GIIN has released its pilot approach to benchmarking. The initial focus was financial inclusion, and they released a model for the agriculture sector in recent weeks. This is great progress, but it shows we still have plenty of work to do.

On the whole, the report showed how much the sector has achieved, and what can be accomplished with minimal resources, and in spite of the doubters. Growth is accelerating, driven by injections of capital and support coming from all directions.

2. The deeper you delve into impact investing, the more there is to learn

I’ve spent years researching impact investing, I engage in debates about changes and updates, plus, I get to speak to the best in the business on my podcast.

Nonetheless, I was constantly surprised and humbled as I filled gaps in my understanding and corrected some long held assumptions. The depth of thought and rigour that has gone into the systems that have combined to build the impact frameworks available today is quite astounding,

We work hard to simplify the definitions of impact, but we should also take a moment to embrace the depth that exists. And as impact investors, we all have a duty to share our intellectual effort to take it further.

As a sector, it’s no easy task to insert oneself into the core of mainstream finance, but progress has been made with sharp elbows and investment returns that can’t be denied. It’s never easy to change the status quo.

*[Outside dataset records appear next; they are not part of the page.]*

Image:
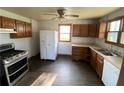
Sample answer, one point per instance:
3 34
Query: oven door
15 71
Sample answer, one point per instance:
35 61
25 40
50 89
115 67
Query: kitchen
90 55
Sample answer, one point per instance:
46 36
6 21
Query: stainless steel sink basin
106 52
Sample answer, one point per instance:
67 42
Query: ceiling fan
61 16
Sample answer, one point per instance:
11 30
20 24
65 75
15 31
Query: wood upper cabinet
28 30
7 23
93 59
80 53
76 30
92 30
99 66
20 28
102 30
0 21
84 30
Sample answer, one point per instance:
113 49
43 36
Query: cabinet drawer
100 58
79 50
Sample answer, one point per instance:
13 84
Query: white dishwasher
110 74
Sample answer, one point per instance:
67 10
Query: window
122 34
64 33
113 31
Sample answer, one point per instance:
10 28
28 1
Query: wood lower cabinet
80 53
99 66
7 23
92 30
93 59
102 29
80 30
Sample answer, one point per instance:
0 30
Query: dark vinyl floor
69 73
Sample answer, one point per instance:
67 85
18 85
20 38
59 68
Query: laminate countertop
115 60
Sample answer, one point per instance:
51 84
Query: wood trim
70 32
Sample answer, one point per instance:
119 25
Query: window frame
60 33
121 29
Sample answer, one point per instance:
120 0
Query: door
43 47
50 45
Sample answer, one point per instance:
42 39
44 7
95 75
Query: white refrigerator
48 44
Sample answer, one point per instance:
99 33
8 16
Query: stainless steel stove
13 64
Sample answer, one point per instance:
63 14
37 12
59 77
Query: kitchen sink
106 52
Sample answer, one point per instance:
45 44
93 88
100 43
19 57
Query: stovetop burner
10 53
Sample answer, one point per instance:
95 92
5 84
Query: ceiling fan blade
71 15
54 18
60 12
49 14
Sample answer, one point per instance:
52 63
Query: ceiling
83 12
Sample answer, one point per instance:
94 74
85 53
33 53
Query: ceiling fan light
62 20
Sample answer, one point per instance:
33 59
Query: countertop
115 60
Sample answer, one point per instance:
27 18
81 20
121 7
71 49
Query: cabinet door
102 30
84 30
110 74
8 23
76 30
28 30
0 21
93 59
20 28
92 30
99 66
80 53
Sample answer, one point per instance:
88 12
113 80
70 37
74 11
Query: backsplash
119 50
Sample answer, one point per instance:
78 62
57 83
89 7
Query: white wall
65 47
101 42
31 44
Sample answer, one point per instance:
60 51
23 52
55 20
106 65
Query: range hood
4 30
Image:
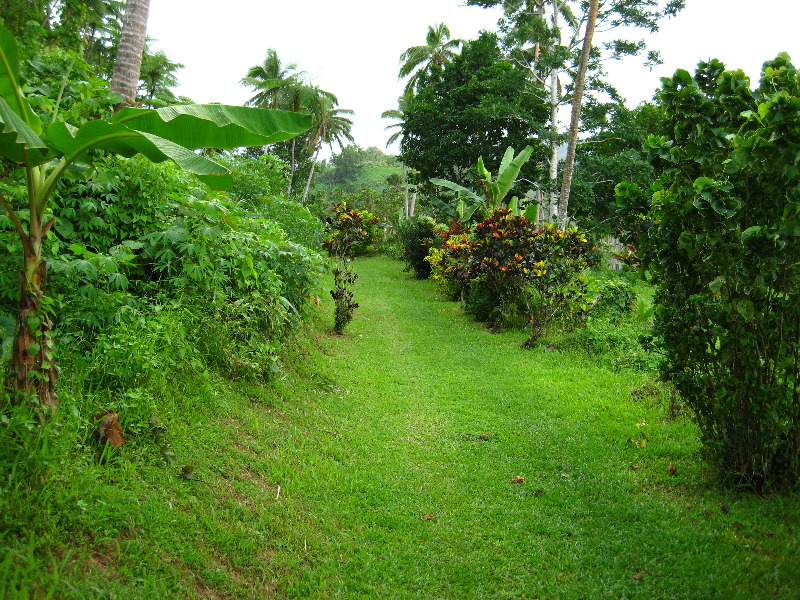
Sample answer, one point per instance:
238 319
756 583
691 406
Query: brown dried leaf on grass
109 429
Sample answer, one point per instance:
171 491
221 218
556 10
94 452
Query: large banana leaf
18 142
172 133
9 81
510 168
460 189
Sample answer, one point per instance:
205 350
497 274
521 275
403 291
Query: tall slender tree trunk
128 64
552 206
577 101
292 167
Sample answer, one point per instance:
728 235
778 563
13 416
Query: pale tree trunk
292 168
128 65
552 205
577 101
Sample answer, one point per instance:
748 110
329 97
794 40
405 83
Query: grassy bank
418 456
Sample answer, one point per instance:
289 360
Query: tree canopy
478 104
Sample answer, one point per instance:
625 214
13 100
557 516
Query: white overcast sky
352 47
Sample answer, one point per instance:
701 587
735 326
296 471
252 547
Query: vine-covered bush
417 235
724 248
615 300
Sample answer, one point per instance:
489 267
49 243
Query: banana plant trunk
33 371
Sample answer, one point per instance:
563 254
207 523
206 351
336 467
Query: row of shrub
149 271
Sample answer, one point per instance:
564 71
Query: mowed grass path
400 464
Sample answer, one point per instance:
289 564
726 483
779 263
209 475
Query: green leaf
197 126
18 142
173 132
457 188
508 174
9 82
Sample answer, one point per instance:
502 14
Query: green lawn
386 465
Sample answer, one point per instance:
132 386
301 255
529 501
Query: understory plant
723 246
39 153
348 229
528 271
417 235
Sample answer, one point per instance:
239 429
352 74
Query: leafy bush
449 263
256 178
615 300
295 219
417 235
723 247
531 272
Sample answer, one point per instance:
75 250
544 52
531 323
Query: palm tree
438 50
398 114
577 98
271 80
330 126
128 64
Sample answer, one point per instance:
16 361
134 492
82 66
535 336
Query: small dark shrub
417 235
348 229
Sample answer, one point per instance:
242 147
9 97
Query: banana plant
494 189
44 155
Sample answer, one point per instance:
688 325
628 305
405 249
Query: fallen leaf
109 429
168 454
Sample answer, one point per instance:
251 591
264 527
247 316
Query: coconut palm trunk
552 208
577 100
128 64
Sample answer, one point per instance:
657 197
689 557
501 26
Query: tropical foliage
348 232
482 103
44 156
722 245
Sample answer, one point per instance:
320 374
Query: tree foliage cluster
477 104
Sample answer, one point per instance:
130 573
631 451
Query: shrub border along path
432 426
419 456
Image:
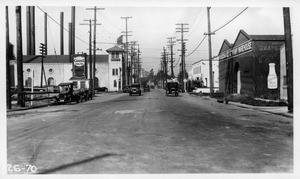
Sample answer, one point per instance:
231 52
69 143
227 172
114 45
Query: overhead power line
230 20
60 25
217 30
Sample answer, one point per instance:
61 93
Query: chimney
62 33
73 29
32 23
28 30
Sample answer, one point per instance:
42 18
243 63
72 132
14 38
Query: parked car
147 88
101 89
172 88
67 93
126 89
135 88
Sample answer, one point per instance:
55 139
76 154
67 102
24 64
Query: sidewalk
278 110
98 96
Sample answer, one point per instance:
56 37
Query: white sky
151 26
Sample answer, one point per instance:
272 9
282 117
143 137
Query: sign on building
79 66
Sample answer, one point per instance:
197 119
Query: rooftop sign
244 47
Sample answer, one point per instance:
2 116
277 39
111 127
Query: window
82 84
75 84
115 83
50 81
96 82
114 55
28 82
284 80
51 71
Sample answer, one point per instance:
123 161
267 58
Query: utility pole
209 53
133 61
90 53
32 24
21 101
61 33
139 66
94 44
73 29
8 83
165 65
289 57
45 35
171 44
28 30
126 49
70 41
182 29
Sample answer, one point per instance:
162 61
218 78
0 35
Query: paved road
151 133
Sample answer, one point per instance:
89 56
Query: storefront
251 65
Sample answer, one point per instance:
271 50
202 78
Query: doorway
238 78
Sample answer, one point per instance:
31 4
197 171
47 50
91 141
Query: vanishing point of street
151 133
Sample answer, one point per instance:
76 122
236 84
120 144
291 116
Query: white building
115 68
58 69
283 76
200 72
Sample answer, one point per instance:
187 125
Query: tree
179 76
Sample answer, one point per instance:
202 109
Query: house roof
59 59
225 46
257 37
115 49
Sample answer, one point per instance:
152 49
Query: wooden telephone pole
289 56
182 29
171 44
21 101
211 84
94 44
126 49
90 53
8 82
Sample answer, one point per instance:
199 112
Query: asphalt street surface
152 133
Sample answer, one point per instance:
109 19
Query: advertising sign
247 46
79 66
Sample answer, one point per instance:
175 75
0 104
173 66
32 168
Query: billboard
79 66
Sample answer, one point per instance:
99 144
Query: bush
251 100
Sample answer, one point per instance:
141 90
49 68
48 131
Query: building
244 66
59 69
283 76
115 68
200 72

3. Women rule impact investing

The finance industry has a long way to go on gender equity, which means we still need to apply a gender lens to assess equality and diversity.

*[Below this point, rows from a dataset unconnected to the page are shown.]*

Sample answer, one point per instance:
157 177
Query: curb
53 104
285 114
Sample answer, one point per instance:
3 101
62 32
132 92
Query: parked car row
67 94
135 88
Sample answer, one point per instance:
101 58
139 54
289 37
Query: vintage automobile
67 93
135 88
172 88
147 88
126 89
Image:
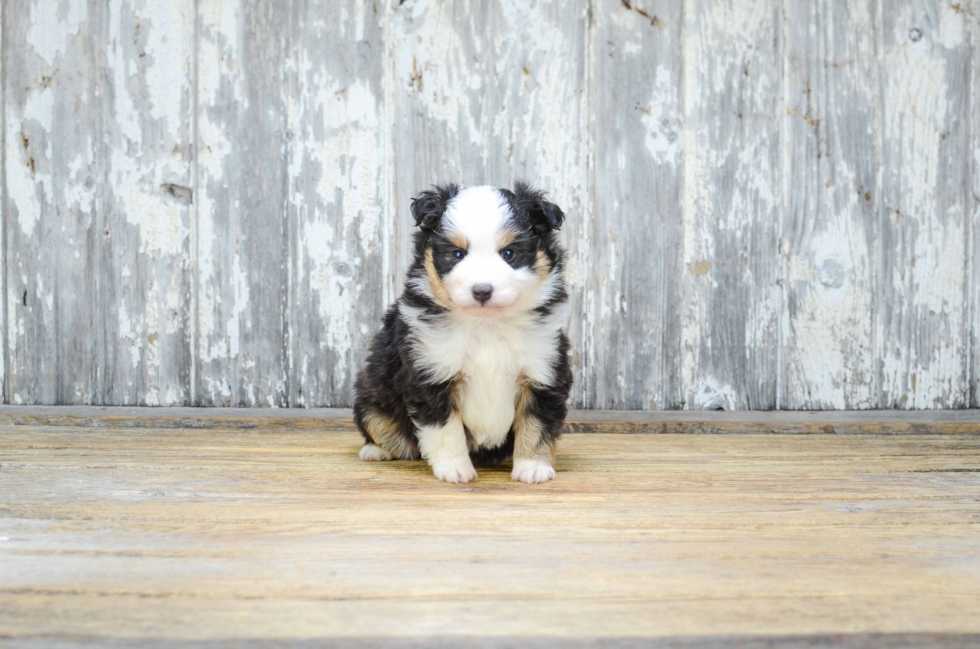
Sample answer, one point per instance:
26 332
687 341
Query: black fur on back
392 386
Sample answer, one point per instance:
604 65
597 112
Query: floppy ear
544 216
429 206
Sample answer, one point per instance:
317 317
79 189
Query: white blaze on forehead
479 213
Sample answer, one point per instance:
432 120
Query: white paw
459 470
532 471
374 453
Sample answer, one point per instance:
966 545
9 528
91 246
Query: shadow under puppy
471 362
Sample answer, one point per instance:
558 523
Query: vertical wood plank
536 128
4 398
147 146
635 242
337 154
923 328
974 207
484 93
53 104
441 80
833 155
242 233
732 192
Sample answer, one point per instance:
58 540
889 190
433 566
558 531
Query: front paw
532 471
458 471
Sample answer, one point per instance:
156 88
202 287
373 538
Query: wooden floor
199 536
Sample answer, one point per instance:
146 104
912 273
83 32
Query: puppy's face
489 251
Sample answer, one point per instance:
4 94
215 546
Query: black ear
429 206
544 216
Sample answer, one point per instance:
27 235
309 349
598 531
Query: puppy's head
486 251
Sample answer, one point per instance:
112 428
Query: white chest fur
488 356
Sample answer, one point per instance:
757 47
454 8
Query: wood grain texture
54 201
635 240
733 109
147 147
254 535
770 204
832 158
3 221
474 107
973 276
713 422
243 235
337 211
923 329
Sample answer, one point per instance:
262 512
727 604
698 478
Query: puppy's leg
444 448
385 440
538 417
533 455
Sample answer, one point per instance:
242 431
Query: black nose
482 292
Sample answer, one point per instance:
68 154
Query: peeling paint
767 202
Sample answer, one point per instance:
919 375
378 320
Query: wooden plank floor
203 536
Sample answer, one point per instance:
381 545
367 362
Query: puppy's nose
482 292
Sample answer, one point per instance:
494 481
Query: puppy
471 362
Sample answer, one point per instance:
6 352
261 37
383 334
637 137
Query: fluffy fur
471 363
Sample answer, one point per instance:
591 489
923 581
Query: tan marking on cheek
459 240
505 238
435 282
386 433
542 265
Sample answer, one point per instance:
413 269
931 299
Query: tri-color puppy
471 362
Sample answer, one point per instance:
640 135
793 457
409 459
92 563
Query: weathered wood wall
771 202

In impact investing however, women are far better represented. 70% of the contributors to this report were women. It wasn’t intentional, I simply included those who were leading on research and insights.

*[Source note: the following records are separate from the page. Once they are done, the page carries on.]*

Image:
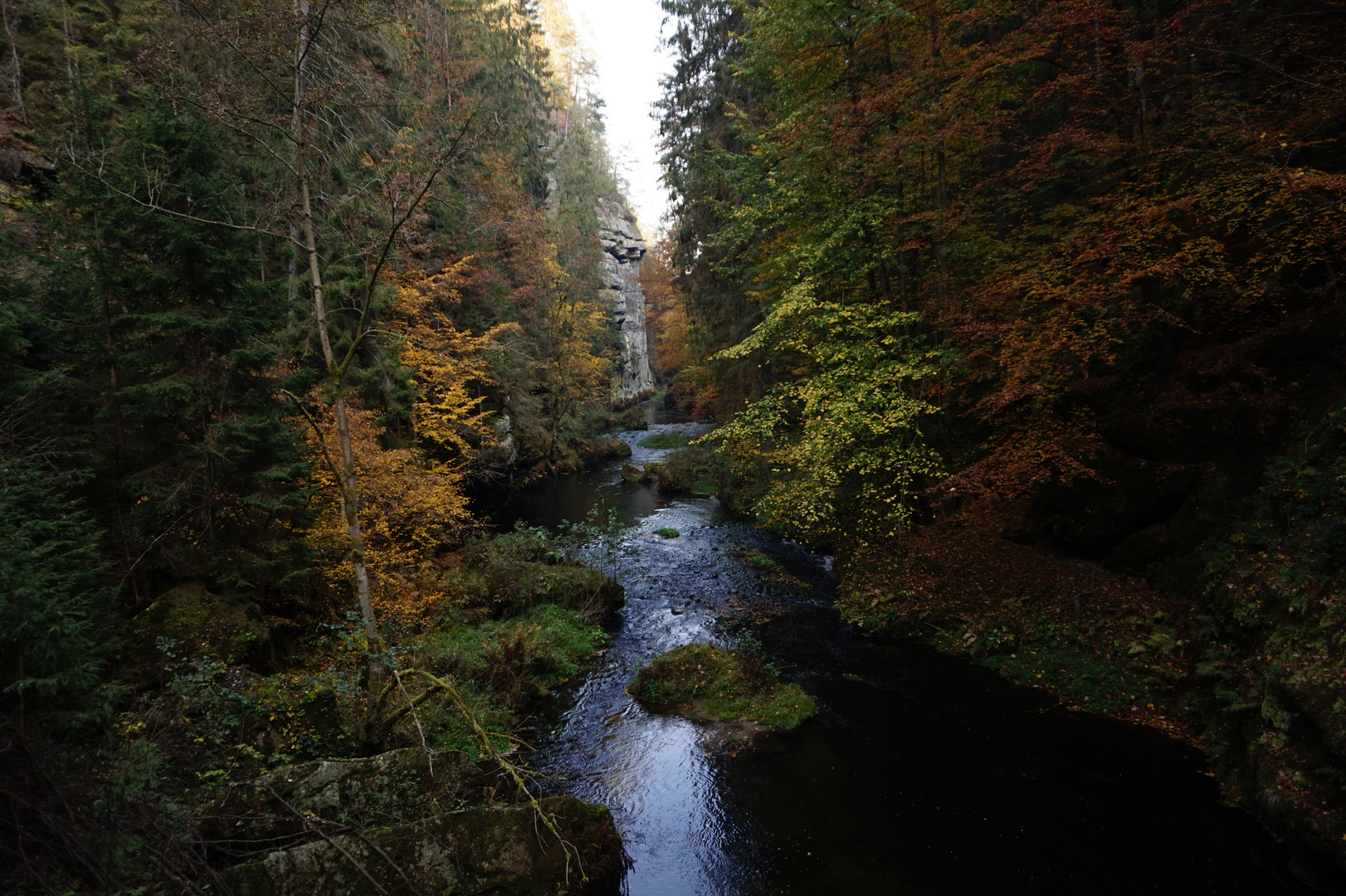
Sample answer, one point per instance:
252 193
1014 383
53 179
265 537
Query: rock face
407 822
623 246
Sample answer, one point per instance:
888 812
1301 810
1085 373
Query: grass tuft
710 684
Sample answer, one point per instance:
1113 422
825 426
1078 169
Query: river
921 772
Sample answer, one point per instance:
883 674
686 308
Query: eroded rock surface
623 246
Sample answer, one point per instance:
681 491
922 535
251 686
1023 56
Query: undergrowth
711 684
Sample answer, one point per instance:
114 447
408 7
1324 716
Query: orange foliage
412 498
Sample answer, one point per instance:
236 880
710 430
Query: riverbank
919 772
1104 643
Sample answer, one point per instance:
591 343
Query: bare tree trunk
350 480
17 69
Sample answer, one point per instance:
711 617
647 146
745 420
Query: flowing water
921 772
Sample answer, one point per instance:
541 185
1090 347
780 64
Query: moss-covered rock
201 623
705 682
504 850
398 785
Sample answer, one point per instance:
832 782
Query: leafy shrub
666 441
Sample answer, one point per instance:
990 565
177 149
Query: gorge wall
623 246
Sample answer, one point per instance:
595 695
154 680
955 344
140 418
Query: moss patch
705 682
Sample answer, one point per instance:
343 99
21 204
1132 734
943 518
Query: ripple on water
921 774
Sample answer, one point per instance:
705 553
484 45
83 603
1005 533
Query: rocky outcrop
404 822
623 246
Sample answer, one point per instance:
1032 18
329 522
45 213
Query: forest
1029 314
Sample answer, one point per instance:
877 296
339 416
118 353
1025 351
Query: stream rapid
921 772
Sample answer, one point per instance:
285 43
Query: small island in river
708 684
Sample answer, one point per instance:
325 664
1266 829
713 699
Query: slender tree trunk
17 69
350 480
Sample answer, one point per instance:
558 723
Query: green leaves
51 592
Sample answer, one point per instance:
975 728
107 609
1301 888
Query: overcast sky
625 37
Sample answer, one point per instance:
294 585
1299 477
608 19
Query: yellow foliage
411 498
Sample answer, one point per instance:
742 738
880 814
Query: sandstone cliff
623 246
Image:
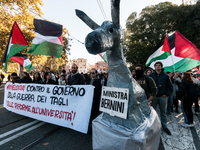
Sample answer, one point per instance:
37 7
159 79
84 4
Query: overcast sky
63 12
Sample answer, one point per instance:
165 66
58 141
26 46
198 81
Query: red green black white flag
16 43
184 53
48 40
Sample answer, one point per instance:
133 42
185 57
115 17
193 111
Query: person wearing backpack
146 82
187 99
165 88
196 98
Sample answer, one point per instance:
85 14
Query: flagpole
37 62
173 63
55 65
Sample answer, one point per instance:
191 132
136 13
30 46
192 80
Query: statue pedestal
144 137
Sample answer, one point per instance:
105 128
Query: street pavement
182 138
55 137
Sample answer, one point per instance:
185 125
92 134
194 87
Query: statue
141 129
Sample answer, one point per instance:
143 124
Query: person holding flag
16 43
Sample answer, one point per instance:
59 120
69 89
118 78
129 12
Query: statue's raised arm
141 129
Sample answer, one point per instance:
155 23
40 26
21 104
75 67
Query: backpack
194 90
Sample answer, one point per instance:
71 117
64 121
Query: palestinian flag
23 60
48 40
103 56
184 54
162 52
16 43
195 71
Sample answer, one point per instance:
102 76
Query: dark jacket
76 79
50 82
26 80
148 84
38 81
184 88
16 79
96 97
163 83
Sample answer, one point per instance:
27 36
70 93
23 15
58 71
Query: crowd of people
166 90
162 89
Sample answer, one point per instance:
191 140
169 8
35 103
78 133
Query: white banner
114 101
67 106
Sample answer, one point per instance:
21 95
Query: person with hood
146 82
75 78
165 89
15 78
26 78
186 99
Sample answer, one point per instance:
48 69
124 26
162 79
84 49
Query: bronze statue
108 37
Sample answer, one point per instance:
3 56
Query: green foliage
145 32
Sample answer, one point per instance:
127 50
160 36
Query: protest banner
67 106
114 101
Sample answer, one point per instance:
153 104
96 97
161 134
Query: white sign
67 106
114 101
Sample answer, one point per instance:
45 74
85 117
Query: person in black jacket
96 82
48 79
165 89
186 99
26 78
37 78
75 78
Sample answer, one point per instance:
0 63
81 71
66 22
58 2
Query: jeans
169 104
162 102
186 106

To me this is a good representation of the space; where women are not only heavily represented, but where intentional effort is made to develop gender lens investment strategies that work to rebalance some of the biases that hold women back in many other industries.

4. A lot of interest in the report came from outside the sector

As a communications professional, I aim to have a clear idea of my target audience for a piece of work. And while this piece was aimed at both impact investors and investors that are impact-curious, I was pleasantly surprised to see interest come from further afield.

Plenty of investors explained that it would help them engage with this emerging concept of ‘impact’, but also business owners have said they want to explore ways to understand the impact of their business, and this helped them understand what it’s all about.

Having reached the milestone of having a best-practice model, like The Impact Stack, let’s also explore ways we can make the core learnings about ‘impact’ as a business imperative into something more foundational, so it can be shared widely.

5. It’s still hard to find professional impact investment communicators

I’ve been working as a communications consultant for impact investors for a long time, and early on I questioned whether it was viable, purely because I couldn’t see anybody else with the same job title.

Since then the community of impact communicators has grown, but it’s still small, and the process of developing this report, and seeking out insights from those in the trenches, it became clear how few of us there are.

This is a problem because it’s only through effective communication that we can spread new ideas.

Impact means change, so we’re going to need to change hearts-and-minds, and we can only do that with targeted communications and rich story-telling that comes from a place of love and empathy.

We’ve proven the model with a track record of solid returns, and we have models to turn impact measurement into impact management. Now… we need to ditch the finance jargon, and communicate the opportunity.

Share the story, about how businesses can be a force for good.